Wednesday, July 8, 2009

Scepticism, causal theories of reference and the Causal Principle

Suppose we agree that

  1. Causal theories of reference have successfully answered the sceptic by ensuring that most of our empirical beliefs refer precisely to the situations that cause the beliefs (cf. Davidson).
Thus, the person whose body is a brain in a vat makes claims about the computer system that produces inputs for the brain, etc. Then, I suspect, we have to say that we know that the Causal Principle (CP) is true—that every contingent event has a cause. For suppose that contingent events could lack causes. Then causal theories of reference have not successfully answered the sceptic, because they are compatible with the Rob Koons' sceptical scenario of someone whose perceptions are all uncaused.
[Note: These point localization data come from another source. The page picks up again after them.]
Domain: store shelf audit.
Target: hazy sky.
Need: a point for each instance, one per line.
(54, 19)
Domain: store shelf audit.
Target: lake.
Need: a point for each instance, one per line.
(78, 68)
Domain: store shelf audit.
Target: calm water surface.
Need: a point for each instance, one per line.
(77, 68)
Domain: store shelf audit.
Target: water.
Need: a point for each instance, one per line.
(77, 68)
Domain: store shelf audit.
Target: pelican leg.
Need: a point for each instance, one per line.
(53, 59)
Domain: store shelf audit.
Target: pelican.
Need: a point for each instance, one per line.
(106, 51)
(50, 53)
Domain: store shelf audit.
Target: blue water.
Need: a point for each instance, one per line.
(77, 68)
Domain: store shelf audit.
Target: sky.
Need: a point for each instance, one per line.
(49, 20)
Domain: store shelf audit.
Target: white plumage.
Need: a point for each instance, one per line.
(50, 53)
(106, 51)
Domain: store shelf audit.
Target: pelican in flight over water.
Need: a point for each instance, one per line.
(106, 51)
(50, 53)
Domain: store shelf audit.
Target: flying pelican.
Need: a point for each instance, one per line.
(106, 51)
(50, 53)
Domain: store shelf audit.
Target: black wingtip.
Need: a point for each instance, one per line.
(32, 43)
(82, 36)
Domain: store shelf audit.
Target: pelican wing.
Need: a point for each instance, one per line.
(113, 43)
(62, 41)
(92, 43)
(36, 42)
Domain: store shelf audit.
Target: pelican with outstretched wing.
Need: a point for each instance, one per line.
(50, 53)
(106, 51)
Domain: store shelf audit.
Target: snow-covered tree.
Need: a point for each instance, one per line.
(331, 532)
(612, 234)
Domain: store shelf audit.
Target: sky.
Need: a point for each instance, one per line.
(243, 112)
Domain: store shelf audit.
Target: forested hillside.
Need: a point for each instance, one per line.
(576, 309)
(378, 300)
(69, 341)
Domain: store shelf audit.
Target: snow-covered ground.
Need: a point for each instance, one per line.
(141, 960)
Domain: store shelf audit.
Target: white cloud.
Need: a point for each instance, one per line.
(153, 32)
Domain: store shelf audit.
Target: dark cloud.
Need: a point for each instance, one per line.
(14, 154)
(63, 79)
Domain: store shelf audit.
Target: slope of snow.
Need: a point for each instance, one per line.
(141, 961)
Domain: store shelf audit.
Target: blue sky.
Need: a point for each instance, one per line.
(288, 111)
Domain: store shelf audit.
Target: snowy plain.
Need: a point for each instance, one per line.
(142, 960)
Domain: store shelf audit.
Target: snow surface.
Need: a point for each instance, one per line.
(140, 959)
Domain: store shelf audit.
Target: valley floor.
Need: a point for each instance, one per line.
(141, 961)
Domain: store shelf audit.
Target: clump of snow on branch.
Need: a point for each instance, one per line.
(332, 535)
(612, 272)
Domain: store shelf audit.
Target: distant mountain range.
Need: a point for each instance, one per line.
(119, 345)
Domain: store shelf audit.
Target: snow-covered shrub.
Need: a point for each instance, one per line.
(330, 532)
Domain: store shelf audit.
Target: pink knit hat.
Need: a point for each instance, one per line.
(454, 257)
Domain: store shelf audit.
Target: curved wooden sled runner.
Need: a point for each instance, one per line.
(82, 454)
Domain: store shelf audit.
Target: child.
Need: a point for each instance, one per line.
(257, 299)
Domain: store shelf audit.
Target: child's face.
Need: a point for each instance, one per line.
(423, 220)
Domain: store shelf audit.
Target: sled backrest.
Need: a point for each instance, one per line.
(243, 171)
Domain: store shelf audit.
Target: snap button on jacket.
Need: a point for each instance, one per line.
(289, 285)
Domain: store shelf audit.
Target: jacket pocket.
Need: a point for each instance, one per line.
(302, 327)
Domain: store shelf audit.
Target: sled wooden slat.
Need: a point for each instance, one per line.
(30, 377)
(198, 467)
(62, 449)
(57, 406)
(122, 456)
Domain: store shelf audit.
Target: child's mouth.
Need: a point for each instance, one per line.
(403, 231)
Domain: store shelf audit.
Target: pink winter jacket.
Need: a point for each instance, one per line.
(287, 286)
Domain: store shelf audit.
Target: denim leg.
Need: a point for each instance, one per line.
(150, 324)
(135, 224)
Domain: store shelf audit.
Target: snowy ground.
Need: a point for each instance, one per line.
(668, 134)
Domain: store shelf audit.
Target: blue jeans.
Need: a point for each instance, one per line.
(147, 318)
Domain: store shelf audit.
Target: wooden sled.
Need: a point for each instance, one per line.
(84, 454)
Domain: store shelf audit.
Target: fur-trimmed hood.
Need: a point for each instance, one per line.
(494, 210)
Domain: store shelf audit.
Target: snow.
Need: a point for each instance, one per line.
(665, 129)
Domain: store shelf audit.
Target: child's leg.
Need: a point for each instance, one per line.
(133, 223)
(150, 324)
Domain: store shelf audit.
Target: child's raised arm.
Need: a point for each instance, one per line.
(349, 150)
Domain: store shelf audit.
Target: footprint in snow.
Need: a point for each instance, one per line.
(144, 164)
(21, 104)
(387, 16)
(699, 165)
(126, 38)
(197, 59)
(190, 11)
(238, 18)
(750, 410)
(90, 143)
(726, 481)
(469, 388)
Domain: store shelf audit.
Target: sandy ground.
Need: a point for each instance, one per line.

Let's think about what a causal theorist should say in Koons' scenario. For simplicity, assume physicalism. I think some of what I say generalizes to the non-physicalist case, but only some. I think we need some more detail about the scenario. Here are three versions:

  1. The apparently perceptual beliefs occur without any cause.
  2. Mental perceptual states (states relevantly like our state of being appeared to red-cubely) occur without any cause, and then cause beliefs.
  3. Sensory nerve stimulations occur without any cause, and then causal mental perceptual states and beliefs.

I will consider version (2), though (3) and (4) are also interesting. As it stands, the causal theorist has to say that my description in (2) is incoherent. Granted, states that are neurally just like our own belief states occur in the victim. But these states, being systematically uncaused, are not about anything, and hence are not belief states. It seems, then, that on version (2) of the story, the causal theorist has escaped scepticism—it is still true that most of the victim's beliefs are true. But while (2) may be incoherent, there is still a sceptical scenario in the vicinity. For wouldn't it count as a sceptic's victory if the sceptic were to make us conclude that, perhaps, most of the empirical-belief-like mental states we have are not in fact beliefs? We can imagine what it is like. Suppose that an epistemic authority told us: "Yesterday, the borogoves were very mimsy." We would then acquire a neural state that would cause us to say: "I believe that yesterday, the borogoves were very mimsy." This neural state would not be a belief, perhaps, because the sentence is in fact nonsense—it does not express anything—but it would masquerade as a belief. And the scenario that most of the things that appear to us as empirical beliefs are like that would, surely, be a sceptical scenario. It seems plausible that any scenario on which it is not the case that most of those states that are not introspectively distinguishable from beliefs are not correct beliefs (i.e., are not correct or are not beliefs) is a sceptical scenario. If so, then a Koonsian scenario where most of our belief-like neural states are uncaused would be a sceptical scenario, and one that the causal theorist does not have an answer to.

I think the causal theorist's best answer compatible with (1) would be to deny that in the case where the empirical-belief-like states are uncaused that these states would be conscious, or to say that if our minds littered with too many empirical-belief-like states that are not empirical beliefs, then we would not be able to form the concept of an empirical belief. Perhaps that answer works. But I am not sure. One might, for instance, have a lot of empirical beliefs early on in one's life, which are in fact veridical, and these early ones could anchor one's concept of "empirical".

If this line of reasoning is right, then (1) requires an acceptance of the Causal Principle.